Tristram, 31, is pregnant, which complicates her chemotherapy. She wants doctors to learn from her rare case so set up a secondary Twitter feed, @colonoclast, through which she shares thoughts and links to her comic strips.
Like Banks, who said “ghoulish humour” helped him and his partner, Tristram finds solace in laughter. Her Twitter profile reads: “Replacing Sharon Osbourne as the glamourous young face of colon cancer.”
“It would be great if I can help other people but if I can also find ways to make jokes about this stuff happening, it makes me feel better,” she says. As it happens, Tristram has received dozens of supportive messages, including one from a lecturer in medicine who had shown Tristram’s work to students.

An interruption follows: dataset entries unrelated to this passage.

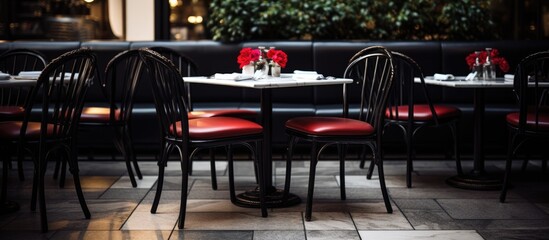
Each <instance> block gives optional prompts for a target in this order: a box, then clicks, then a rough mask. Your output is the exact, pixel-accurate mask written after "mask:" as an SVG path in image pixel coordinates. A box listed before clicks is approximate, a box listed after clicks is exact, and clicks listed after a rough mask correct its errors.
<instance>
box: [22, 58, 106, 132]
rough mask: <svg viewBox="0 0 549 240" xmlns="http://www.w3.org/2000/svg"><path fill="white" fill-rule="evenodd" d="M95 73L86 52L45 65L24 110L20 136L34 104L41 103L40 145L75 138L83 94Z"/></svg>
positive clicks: (25, 131)
mask: <svg viewBox="0 0 549 240" xmlns="http://www.w3.org/2000/svg"><path fill="white" fill-rule="evenodd" d="M95 71H96V60H95V55H94V54H93V52H92V51H91V50H90V49H85V48H82V49H77V50H73V51H70V52H67V53H65V54H62V55H61V56H59V57H58V58H56V59H54V60H53V61H52V62H50V63H49V64H48V65H46V67H45V68H44V70H43V71H42V73H41V74H40V77H39V78H38V80H37V82H36V86H35V87H34V88H33V90H32V92H31V93H30V99H31V101H28V102H27V105H26V107H25V111H26V114H25V120H24V123H25V124H23V127H22V129H21V132H22V133H25V132H26V122H28V121H29V119H30V115H31V111H32V105H33V103H34V102H40V103H41V106H42V111H41V115H40V118H41V119H42V120H41V122H42V125H41V126H42V128H41V135H40V136H41V137H40V141H41V142H47V141H52V140H65V139H67V138H70V137H72V136H75V134H76V131H77V130H78V121H79V119H80V113H81V112H82V107H83V104H84V98H85V95H86V91H87V89H88V87H89V85H90V84H91V82H92V81H93V77H94V74H95V73H96V72H95ZM48 125H49V126H50V127H47V126H48ZM46 131H47V132H46ZM22 135H23V134H22Z"/></svg>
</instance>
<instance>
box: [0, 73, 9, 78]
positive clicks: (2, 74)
mask: <svg viewBox="0 0 549 240" xmlns="http://www.w3.org/2000/svg"><path fill="white" fill-rule="evenodd" d="M9 79H10V75H9V74H8V73H4V72H0V80H9Z"/></svg>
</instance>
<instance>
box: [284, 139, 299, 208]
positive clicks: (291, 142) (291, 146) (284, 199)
mask: <svg viewBox="0 0 549 240" xmlns="http://www.w3.org/2000/svg"><path fill="white" fill-rule="evenodd" d="M296 143H297V138H296V137H293V136H292V137H290V141H289V144H288V157H287V159H286V177H285V180H284V196H283V199H284V201H286V200H288V196H289V193H290V184H291V181H292V160H293V157H294V144H296Z"/></svg>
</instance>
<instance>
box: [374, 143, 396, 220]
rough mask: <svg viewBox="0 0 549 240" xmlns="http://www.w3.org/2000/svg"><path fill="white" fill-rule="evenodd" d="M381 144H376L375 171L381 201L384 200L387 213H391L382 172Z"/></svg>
mask: <svg viewBox="0 0 549 240" xmlns="http://www.w3.org/2000/svg"><path fill="white" fill-rule="evenodd" d="M380 149H381V144H378V146H377V149H376V151H377V154H376V155H377V161H376V162H377V172H378V175H379V185H380V187H381V194H382V195H383V201H384V202H385V208H386V209H387V213H393V207H392V206H391V202H390V200H389V193H388V192H387V186H386V185H385V173H384V172H383V156H382V152H381V150H380Z"/></svg>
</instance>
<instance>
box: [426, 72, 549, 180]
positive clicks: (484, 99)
mask: <svg viewBox="0 0 549 240" xmlns="http://www.w3.org/2000/svg"><path fill="white" fill-rule="evenodd" d="M415 82H416V83H419V82H420V80H419V79H418V78H416V79H415ZM425 84H428V85H435V86H441V87H451V88H459V89H473V91H474V93H473V120H474V124H473V170H472V171H471V172H470V173H468V174H463V175H457V176H453V177H450V178H449V179H447V180H446V182H447V183H448V184H449V185H450V186H453V187H457V188H464V189H472V190H499V189H501V187H502V181H501V177H498V176H494V175H492V174H490V173H488V172H486V170H485V166H484V153H483V125H484V113H485V99H484V94H485V90H486V89H490V88H491V89H509V90H510V89H511V88H512V87H513V80H512V79H509V80H507V79H505V78H496V79H493V80H465V76H463V77H461V76H456V77H455V78H454V79H452V80H435V79H434V78H433V77H432V76H427V77H425ZM540 85H541V86H544V85H545V86H547V87H549V82H548V83H540Z"/></svg>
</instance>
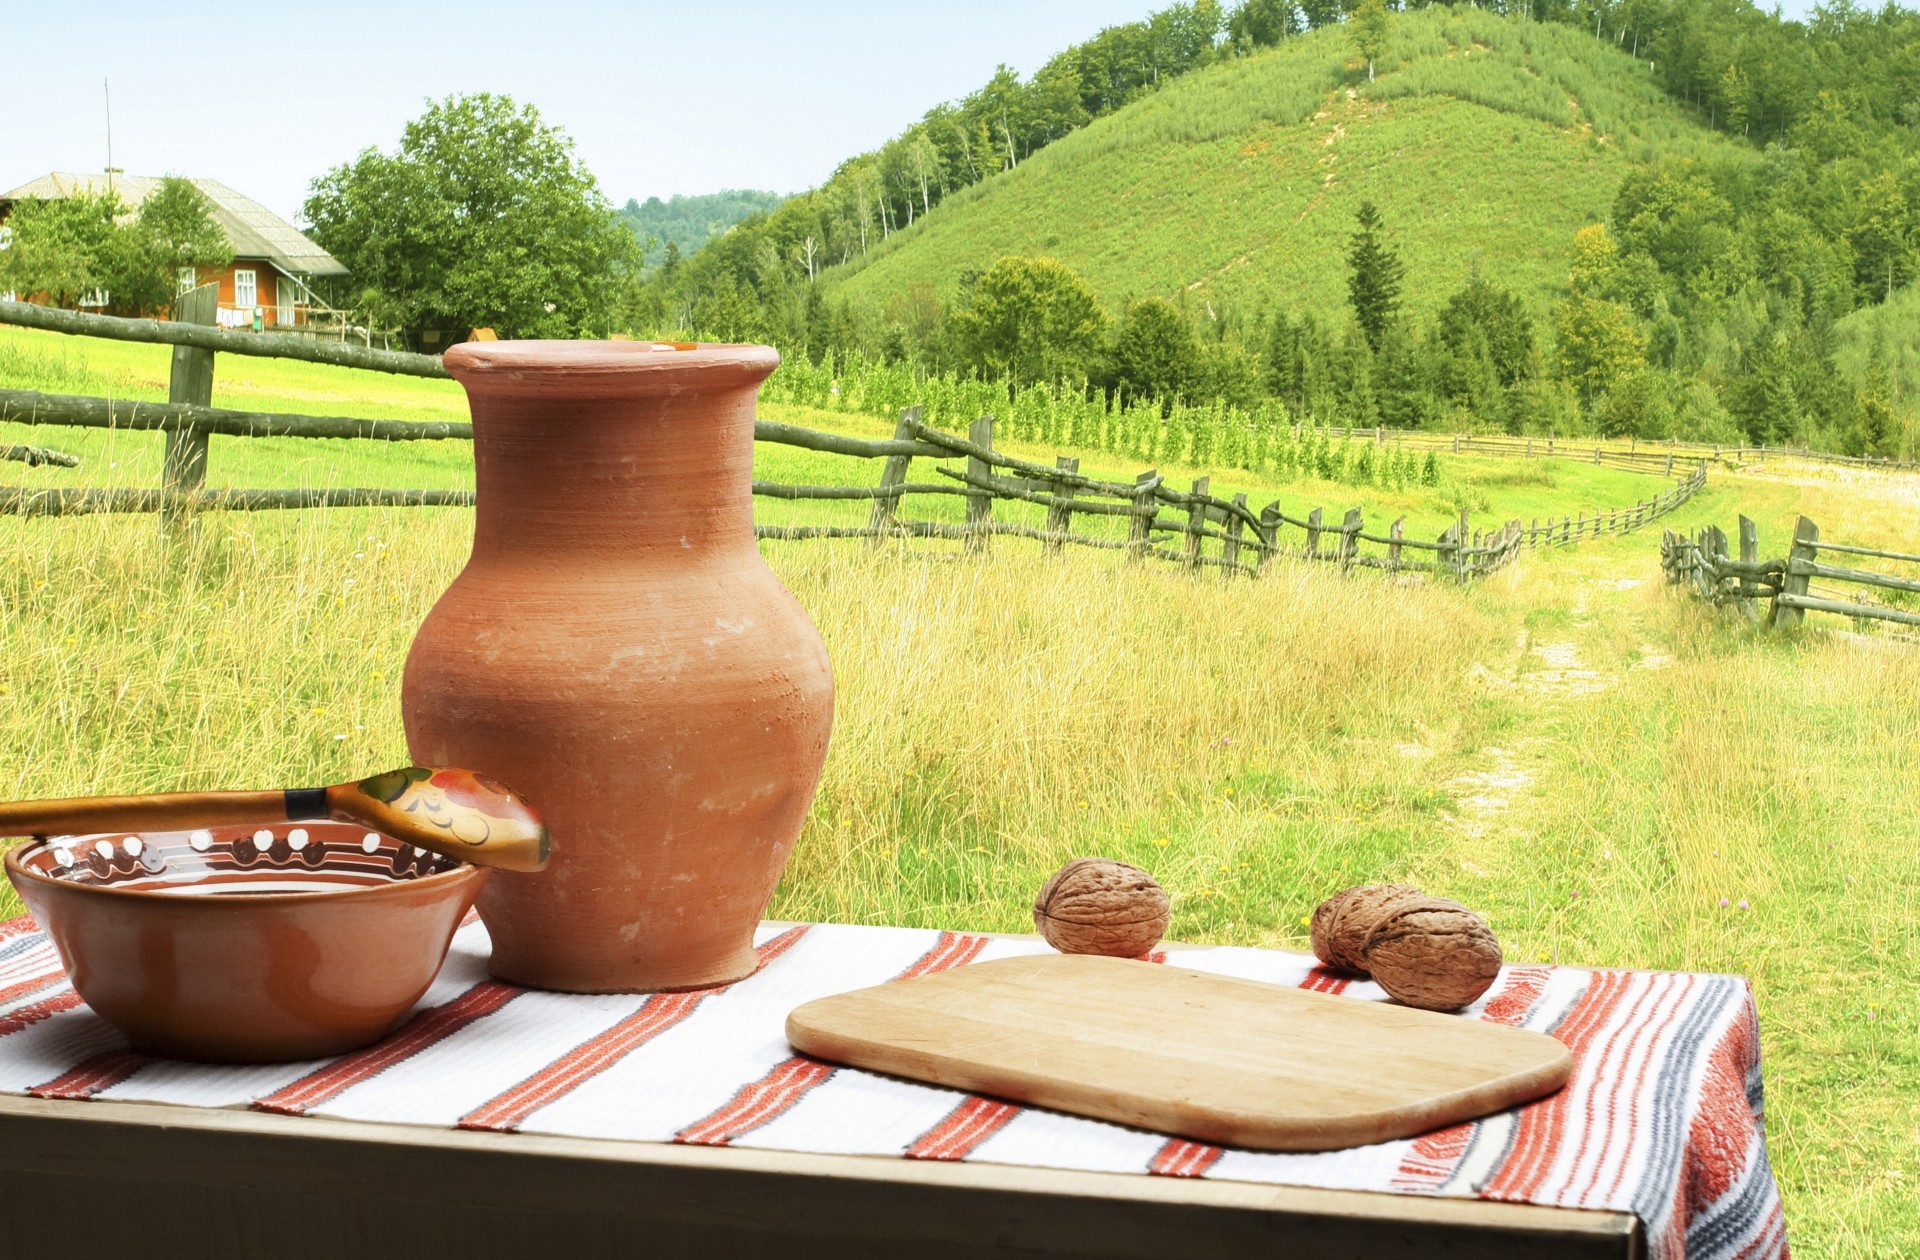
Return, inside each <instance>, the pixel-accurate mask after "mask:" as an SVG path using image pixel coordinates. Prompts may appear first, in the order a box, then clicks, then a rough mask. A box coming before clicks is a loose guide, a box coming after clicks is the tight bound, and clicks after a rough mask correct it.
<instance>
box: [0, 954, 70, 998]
mask: <svg viewBox="0 0 1920 1260" xmlns="http://www.w3.org/2000/svg"><path fill="white" fill-rule="evenodd" d="M27 953H29V955H33V957H29V958H23V960H21V964H19V966H15V968H8V972H6V976H8V981H6V985H4V987H0V1006H4V1005H8V1003H15V1001H19V999H23V997H27V995H29V993H36V991H40V989H46V987H48V985H56V983H63V981H65V980H67V972H63V970H61V966H60V955H58V953H54V949H52V947H46V949H44V951H40V949H29V951H27Z"/></svg>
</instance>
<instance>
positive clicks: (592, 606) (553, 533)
mask: <svg viewBox="0 0 1920 1260" xmlns="http://www.w3.org/2000/svg"><path fill="white" fill-rule="evenodd" d="M776 363H780V355H778V353H776V351H774V350H770V348H766V346H697V348H695V346H662V344H649V342H470V344H465V346H455V348H453V350H449V351H447V355H445V365H447V371H449V373H451V375H453V376H455V378H457V380H459V382H461V384H463V386H467V396H468V401H470V405H472V419H474V467H476V476H478V515H476V522H474V549H472V559H468V561H467V569H465V570H463V572H461V574H459V578H455V582H453V586H451V588H447V592H445V594H444V595H442V597H440V603H436V605H434V611H432V613H428V617H426V622H424V624H422V626H420V632H419V636H417V638H415V642H413V651H411V655H409V657H407V674H405V684H403V688H401V705H403V715H405V722H407V745H409V747H411V749H413V753H415V757H417V759H419V761H422V763H424V764H449V766H468V768H474V770H480V772H484V774H488V776H493V778H497V780H501V782H503V784H513V788H515V789H516V791H518V793H522V795H524V797H526V799H528V801H530V803H532V805H534V807H536V809H538V811H540V812H541V814H543V816H545V820H547V828H549V832H551V836H553V857H551V862H549V866H547V870H543V872H540V874H515V872H505V870H501V872H495V876H493V880H492V882H490V884H488V887H486V891H484V893H482V895H480V903H478V905H480V916H482V918H484V920H486V926H488V932H490V933H492V935H493V964H492V966H493V974H495V976H497V978H501V980H509V981H513V983H522V985H534V987H541V989H566V991H574V993H616V991H630V993H632V991H657V989H697V987H707V985H718V983H728V981H732V980H741V978H743V976H749V974H753V970H755V955H753V930H755V924H758V920H760V914H762V912H764V910H766V903H768V899H770V897H772V895H774V884H776V882H778V880H780V872H781V868H783V866H785V862H787V853H789V851H791V847H793V839H795V837H797V836H799V832H801V820H803V816H804V814H806V807H808V803H810V801H812V795H814V788H816V784H818V780H820V764H822V761H824V759H826V751H828V730H829V728H831V724H833V674H831V668H829V666H828V655H826V645H824V643H822V642H820V634H818V630H814V624H812V620H810V618H808V617H806V611H804V609H803V607H801V605H799V601H797V599H795V597H793V595H791V594H789V592H787V588H785V586H781V584H780V578H776V576H774V572H772V570H770V569H768V567H766V563H764V561H762V559H760V553H758V549H756V547H755V540H753V401H755V394H756V390H758V386H760V380H764V378H766V375H768V373H772V371H774V365H776Z"/></svg>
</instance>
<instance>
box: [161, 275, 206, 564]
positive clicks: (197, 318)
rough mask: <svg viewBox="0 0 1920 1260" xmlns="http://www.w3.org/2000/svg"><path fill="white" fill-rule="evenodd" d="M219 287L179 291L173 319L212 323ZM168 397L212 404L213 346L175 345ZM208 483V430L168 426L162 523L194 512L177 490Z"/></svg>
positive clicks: (192, 424)
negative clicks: (183, 502) (211, 350)
mask: <svg viewBox="0 0 1920 1260" xmlns="http://www.w3.org/2000/svg"><path fill="white" fill-rule="evenodd" d="M219 298H221V290H219V286H217V284H202V286H200V288H196V290H192V292H184V294H180V296H179V298H177V300H175V303H173V319H175V323H184V325H211V323H213V321H215V319H219V309H221V307H219ZM167 401H169V403H186V405H190V407H211V405H213V351H211V350H202V348H198V346H175V348H173V373H171V375H169V378H167ZM205 484H207V430H205V428H200V426H198V424H192V426H188V428H173V430H167V449H165V455H163V457H161V465H159V486H161V490H167V492H171V494H169V497H167V499H165V505H163V507H161V511H159V521H161V524H163V526H167V528H173V526H179V524H184V522H186V521H188V519H190V517H192V507H186V505H184V503H182V501H180V499H177V497H173V496H175V494H184V496H190V494H194V492H196V490H200V488H202V486H205Z"/></svg>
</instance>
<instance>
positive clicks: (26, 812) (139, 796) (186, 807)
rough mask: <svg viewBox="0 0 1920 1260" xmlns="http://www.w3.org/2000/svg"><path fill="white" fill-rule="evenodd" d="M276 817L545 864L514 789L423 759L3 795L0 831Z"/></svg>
mask: <svg viewBox="0 0 1920 1260" xmlns="http://www.w3.org/2000/svg"><path fill="white" fill-rule="evenodd" d="M280 818H284V820H288V822H303V820H317V818H328V820H334V822H355V824H359V826H367V828H372V830H376V832H382V834H384V836H392V837H394V839H397V841H403V843H409V845H415V847H419V849H426V851H430V853H438V855H442V857H451V859H457V860H463V862H472V864H474V866H497V868H501V870H541V868H543V866H545V864H547V828H545V824H543V822H541V820H540V814H536V812H534V809H532V807H530V805H526V801H522V799H520V797H516V795H515V793H513V789H509V788H507V786H503V784H499V782H495V780H492V778H488V776H484V774H476V772H472V770H451V768H426V766H405V768H401V770H388V772H386V774H374V776H372V778H363V780H359V782H355V784H334V786H332V788H286V789H282V791H169V793H159V795H138V797H73V799H65V801H13V803H0V836H52V834H90V832H115V830H148V832H154V830H167V828H179V830H186V828H209V826H230V824H246V822H267V820H280Z"/></svg>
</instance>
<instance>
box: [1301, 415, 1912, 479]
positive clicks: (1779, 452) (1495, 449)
mask: <svg viewBox="0 0 1920 1260" xmlns="http://www.w3.org/2000/svg"><path fill="white" fill-rule="evenodd" d="M1327 434H1329V436H1332V438H1350V440H1363V442H1373V444H1377V446H1400V448H1405V449H1409V451H1452V453H1455V455H1513V457H1523V459H1580V461H1592V463H1597V465H1611V467H1619V469H1636V471H1640V472H1649V471H1665V472H1672V471H1674V465H1676V463H1680V465H1686V463H1693V461H1695V459H1711V461H1715V463H1726V465H1740V463H1747V461H1751V459H1755V457H1761V459H1764V457H1772V455H1778V457H1786V459H1805V461H1811V463H1830V465H1841V467H1853V469H1878V471H1889V472H1914V471H1920V461H1916V459H1895V457H1893V455H1841V453H1836V451H1816V449H1812V448H1805V446H1745V444H1740V446H1724V444H1716V442H1680V440H1678V438H1657V440H1638V438H1626V440H1615V442H1613V444H1611V446H1609V444H1605V440H1601V438H1526V436H1507V434H1492V436H1486V434H1452V432H1436V430H1430V428H1382V426H1375V428H1346V426H1338V424H1334V426H1331V428H1327Z"/></svg>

“That makes me want to carry on,” she says.
Sometimes humour can create new shades of black. Kate Granger, a doctor with terminal cancer, shocked audiences on BBC Radio 5 Live this week when she revealed plans to broadcast her death on Twitter feed using the hashtag, #deathbedlive. Tweets would be humorous, she said.
But, she explained: “it’s my coping mechanism and I’m living this journey with a smile on my face. I’ve witnessed in my professional life that people who are positive about illness tend to survive longer with less symptoms.”
Banks, Tristram and Granger follow the example set in the 1990s by writers with cancer such as John Diamond, Martyn Harris and Ruth Picardie, all of whom died of their illnesses.
Diamond, who was married to the writer and cook Nigella Lawson, nicknamed himself Mr Celebrity Cancer and, in one of his columns, said this about sharing: “I’m not suggesting that writing about mortality forces me to confront it any more honestly, but it certainly helps me deal with what’s happening.
“It’s as valid and useful for me to do this as it would be to go into complete denial or to spend my days at some centre for positive thinking. Trust me on this, will you?”